私はきっと、皆さんと一緒に、平和を掴み取るのです
「葵っ!!どうゆうことだっ!!」
「だって、しょうがないでしょ!?好きなんだもん。」
僕は、隠しといたギャルゲーをお父さんに発見されてしまったのだ。
「何?趣味があっちゃいけないわけ?」
「趣味があるのは悪くない。だがっ!こうゆうものはどうかと思うぞ。」
その言葉に、僕はカチンときた。

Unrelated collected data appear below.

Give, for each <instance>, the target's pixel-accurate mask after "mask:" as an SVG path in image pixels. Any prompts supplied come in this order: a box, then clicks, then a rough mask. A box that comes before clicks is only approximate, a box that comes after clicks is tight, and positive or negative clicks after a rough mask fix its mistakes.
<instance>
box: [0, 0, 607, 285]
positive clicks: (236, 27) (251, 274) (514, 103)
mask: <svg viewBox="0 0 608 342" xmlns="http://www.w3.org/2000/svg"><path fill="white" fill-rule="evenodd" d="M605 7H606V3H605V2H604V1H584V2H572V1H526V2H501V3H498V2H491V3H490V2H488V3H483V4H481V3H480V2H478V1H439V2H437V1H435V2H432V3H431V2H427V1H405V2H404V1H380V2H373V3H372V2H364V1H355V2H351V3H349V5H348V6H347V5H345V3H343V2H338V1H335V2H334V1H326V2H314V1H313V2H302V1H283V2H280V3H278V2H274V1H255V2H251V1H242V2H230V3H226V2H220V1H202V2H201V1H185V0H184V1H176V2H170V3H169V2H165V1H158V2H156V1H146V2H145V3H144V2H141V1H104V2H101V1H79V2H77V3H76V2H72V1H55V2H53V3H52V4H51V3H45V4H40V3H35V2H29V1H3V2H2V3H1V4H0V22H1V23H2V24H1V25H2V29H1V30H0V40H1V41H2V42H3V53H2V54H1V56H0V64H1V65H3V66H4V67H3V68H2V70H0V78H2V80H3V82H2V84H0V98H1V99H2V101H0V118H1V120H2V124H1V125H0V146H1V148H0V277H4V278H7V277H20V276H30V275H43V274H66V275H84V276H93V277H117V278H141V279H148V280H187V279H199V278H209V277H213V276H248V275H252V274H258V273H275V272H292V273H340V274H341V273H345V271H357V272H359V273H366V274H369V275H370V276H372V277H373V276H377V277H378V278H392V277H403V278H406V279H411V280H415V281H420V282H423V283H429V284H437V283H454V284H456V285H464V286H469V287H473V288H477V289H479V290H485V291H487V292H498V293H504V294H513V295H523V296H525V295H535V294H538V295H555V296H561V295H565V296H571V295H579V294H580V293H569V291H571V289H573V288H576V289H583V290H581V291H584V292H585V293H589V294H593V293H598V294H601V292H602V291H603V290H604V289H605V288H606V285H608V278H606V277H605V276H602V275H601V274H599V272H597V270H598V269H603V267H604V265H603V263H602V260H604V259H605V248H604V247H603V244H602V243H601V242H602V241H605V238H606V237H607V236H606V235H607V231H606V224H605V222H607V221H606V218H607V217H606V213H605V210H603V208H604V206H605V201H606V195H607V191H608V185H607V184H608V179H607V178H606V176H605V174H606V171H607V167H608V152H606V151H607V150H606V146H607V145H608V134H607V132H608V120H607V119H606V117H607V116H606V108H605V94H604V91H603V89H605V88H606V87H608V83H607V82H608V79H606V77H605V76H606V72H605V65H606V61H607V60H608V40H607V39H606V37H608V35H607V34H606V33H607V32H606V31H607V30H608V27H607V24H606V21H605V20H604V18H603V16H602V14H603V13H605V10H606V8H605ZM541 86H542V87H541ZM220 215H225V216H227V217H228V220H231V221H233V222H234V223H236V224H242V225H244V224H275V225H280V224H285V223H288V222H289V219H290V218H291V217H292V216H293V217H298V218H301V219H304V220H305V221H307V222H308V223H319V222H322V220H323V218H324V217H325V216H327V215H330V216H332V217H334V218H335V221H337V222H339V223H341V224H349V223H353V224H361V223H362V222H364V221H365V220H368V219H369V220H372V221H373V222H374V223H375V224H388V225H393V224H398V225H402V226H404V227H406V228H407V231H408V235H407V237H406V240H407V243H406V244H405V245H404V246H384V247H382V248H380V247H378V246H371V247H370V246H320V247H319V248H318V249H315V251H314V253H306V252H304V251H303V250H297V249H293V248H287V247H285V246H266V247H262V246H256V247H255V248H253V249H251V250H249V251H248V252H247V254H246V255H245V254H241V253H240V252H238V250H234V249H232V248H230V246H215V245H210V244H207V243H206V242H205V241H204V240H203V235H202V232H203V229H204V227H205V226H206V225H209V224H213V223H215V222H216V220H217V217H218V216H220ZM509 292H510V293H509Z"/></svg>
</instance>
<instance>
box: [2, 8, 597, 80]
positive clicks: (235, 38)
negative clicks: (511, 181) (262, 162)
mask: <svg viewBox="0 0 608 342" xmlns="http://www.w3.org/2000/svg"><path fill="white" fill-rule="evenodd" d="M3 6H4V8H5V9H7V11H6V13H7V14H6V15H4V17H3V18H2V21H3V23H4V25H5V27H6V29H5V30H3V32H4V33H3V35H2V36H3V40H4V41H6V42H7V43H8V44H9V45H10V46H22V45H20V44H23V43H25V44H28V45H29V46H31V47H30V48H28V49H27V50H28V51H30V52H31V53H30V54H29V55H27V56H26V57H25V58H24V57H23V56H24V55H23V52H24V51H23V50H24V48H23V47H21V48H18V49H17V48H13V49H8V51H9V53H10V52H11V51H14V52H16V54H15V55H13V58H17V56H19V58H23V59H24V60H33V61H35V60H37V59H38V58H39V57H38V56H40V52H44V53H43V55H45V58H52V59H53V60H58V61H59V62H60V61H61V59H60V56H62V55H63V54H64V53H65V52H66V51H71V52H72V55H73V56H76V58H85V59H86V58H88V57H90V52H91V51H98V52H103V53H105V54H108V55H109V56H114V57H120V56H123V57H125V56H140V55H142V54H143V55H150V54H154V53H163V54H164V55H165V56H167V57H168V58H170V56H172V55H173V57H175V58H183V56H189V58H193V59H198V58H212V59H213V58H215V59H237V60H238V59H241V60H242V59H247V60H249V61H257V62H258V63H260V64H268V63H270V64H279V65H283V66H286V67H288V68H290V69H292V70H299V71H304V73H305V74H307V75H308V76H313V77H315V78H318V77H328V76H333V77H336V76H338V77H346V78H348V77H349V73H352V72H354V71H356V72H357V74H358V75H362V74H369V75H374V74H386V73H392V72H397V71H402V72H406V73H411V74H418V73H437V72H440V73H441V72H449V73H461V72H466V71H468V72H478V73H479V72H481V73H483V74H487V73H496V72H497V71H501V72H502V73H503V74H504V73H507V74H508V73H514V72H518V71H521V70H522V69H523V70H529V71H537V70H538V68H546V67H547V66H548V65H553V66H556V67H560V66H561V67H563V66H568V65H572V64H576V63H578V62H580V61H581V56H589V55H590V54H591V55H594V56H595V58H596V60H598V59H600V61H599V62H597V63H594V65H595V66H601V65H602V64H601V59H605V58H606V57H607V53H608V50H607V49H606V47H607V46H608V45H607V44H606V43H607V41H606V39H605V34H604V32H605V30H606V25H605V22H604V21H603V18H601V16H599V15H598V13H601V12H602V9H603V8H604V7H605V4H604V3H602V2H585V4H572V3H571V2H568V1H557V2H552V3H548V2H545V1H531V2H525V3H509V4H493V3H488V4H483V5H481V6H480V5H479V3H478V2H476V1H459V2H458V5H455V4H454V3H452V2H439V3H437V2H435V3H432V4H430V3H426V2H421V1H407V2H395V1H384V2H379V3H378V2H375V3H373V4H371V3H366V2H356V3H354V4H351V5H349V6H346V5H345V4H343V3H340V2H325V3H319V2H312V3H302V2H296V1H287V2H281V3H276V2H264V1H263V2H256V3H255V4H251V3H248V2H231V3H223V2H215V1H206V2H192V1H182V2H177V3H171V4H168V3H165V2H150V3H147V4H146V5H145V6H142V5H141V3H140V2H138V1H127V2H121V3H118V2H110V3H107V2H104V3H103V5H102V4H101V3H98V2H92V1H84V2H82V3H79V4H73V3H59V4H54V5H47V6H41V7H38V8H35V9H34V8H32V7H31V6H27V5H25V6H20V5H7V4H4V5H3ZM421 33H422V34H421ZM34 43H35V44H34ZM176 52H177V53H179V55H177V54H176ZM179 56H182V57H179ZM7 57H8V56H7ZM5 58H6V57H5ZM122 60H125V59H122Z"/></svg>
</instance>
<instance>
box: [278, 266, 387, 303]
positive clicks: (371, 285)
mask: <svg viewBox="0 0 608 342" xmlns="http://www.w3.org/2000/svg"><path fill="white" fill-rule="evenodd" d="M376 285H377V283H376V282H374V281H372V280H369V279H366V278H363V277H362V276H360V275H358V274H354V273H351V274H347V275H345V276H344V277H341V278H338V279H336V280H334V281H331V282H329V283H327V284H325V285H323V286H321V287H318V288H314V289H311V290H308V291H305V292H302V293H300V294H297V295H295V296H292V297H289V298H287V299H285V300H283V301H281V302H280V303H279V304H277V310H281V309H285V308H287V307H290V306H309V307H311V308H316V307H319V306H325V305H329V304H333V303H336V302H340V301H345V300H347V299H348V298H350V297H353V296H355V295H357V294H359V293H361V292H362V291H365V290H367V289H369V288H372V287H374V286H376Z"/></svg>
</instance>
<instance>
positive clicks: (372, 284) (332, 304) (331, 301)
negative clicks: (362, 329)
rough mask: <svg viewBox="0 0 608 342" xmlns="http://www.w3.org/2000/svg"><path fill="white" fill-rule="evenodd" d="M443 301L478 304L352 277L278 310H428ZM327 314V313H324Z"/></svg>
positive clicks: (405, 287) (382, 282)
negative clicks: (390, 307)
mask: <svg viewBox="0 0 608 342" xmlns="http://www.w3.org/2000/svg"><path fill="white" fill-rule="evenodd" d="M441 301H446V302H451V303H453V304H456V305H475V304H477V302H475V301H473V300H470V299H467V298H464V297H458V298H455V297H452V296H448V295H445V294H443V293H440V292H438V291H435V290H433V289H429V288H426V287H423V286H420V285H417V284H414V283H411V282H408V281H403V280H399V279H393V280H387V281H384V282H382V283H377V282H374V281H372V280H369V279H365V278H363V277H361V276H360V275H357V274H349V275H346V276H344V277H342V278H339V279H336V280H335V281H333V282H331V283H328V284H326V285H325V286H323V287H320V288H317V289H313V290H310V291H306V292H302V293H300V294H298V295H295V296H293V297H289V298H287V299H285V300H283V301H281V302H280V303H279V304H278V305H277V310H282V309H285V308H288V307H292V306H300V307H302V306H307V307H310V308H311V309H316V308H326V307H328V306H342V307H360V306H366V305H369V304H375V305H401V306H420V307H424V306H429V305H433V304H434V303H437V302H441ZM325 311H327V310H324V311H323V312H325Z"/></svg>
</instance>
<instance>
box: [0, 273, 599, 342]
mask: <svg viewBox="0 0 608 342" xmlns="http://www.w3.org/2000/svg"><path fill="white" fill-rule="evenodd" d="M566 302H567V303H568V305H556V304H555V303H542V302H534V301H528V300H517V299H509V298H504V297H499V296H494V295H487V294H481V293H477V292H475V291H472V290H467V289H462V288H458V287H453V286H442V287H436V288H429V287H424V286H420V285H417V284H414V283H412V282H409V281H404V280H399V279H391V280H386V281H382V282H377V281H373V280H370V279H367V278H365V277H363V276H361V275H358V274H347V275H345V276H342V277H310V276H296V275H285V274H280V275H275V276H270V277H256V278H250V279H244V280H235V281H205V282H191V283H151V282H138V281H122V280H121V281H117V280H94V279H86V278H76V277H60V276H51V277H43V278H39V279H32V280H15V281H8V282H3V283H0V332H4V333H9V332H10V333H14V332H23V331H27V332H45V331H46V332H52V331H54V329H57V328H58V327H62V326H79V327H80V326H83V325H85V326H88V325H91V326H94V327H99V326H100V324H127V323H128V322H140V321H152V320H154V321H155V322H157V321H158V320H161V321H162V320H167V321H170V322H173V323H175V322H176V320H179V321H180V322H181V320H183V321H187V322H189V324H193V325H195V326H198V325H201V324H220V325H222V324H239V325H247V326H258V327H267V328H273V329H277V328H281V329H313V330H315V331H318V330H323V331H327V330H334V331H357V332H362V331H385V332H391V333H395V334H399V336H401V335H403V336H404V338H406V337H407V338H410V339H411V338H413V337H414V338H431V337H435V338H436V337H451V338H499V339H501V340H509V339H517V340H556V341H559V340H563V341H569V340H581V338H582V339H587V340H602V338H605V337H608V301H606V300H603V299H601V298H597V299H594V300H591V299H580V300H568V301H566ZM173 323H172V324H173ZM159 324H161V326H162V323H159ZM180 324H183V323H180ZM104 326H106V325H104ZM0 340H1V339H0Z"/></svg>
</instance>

何も知らないくせに、ミカを、ゲームをけなすなんて許せなかった。
「こんな家、もう出てってやるっ!」
僕は、ゲームを抱いて駆け出していた。
「葵っ!?待っ!」
庭を出る前に疲れてしまったが、どうにか家の前の森まで行った。森に入ったころには、日が沈んで暗くなっていたが、森の奥に潜り込んだ。
そして、そこに座ってゲームの電源を付けた。
「お兄ちゃん何やってるの?」
12階のボス戦に挑もうとしたところで、小さい女の子に話しかけられた。お兄ちゃんか。いい響きだ。
「君は?」
「お父さんが意地悪するからね、逃げて来ちゃったの。」
「意地悪?」
「あのね、瑠美のゲーム取ったの。で、バカって言って走って来ちゃったの。それで、ここに隠れてるんだ。」
似てるな、僕と。やっぱ、こんな小さい子と同じようなことだったんだ。
「ねぇ、お兄ちゃんってお兄ちゃん?」
「は?」
「瑠美の方がお姉ちゃん?」
「何歳?」
「7!」
7歳か、じゃあ3つも年下じゃん。失礼だなぁ。
「ボクは10歳だもん。」
「!!」
驚かれた!失礼だなぁ。
「お兄ちゃんは何でここでゲームしてんの?」
「僕も君と一緒。」
「あっ、あのさ。じゃあさ。一緒にお城に行かない?」
興味のある話だった。城には近づくなと言われていて、行ってみたかったからだ。
「いいね。」
「夜のうちに行こう。瑠美、道知ってるの。」
僕は、瑠美ちゃん?の後を、素直に追った。
「お兄ちゃん、こっから見えるよ。」
「ホント?」
木の陰から覗くと、近くに巨大な城が見えた。
「ほら、ね。」
「ホントだ。」
「中まで行っちゃう?」
「大丈夫なの?」
「瑠美に任せて。」
本当に大丈夫なのかな。
「心配しないで。見っかっても大丈夫だから。」
そうゆうこと!?見つからずに行けるんじゃなくて、見つかっても、大丈夫って?
「行くよっ!」
「待って。」
僕は、走り出した瑠美ちゃん?を追って、走り出した。
「何だお前ら。」
僕よりちょっと年上くらいの、少年に見つかった。
「おじさんは?」
「誰がじじぃだっ!」
おじさん…。くすくす。ふっふふ。
「俺は永希だ。王の子なんだぞ!」
王子?えっマジで…。
「お父さんってうざくないの?」
何!?それ。まぁ、多分…この子も僕達と同じ考えだろうな。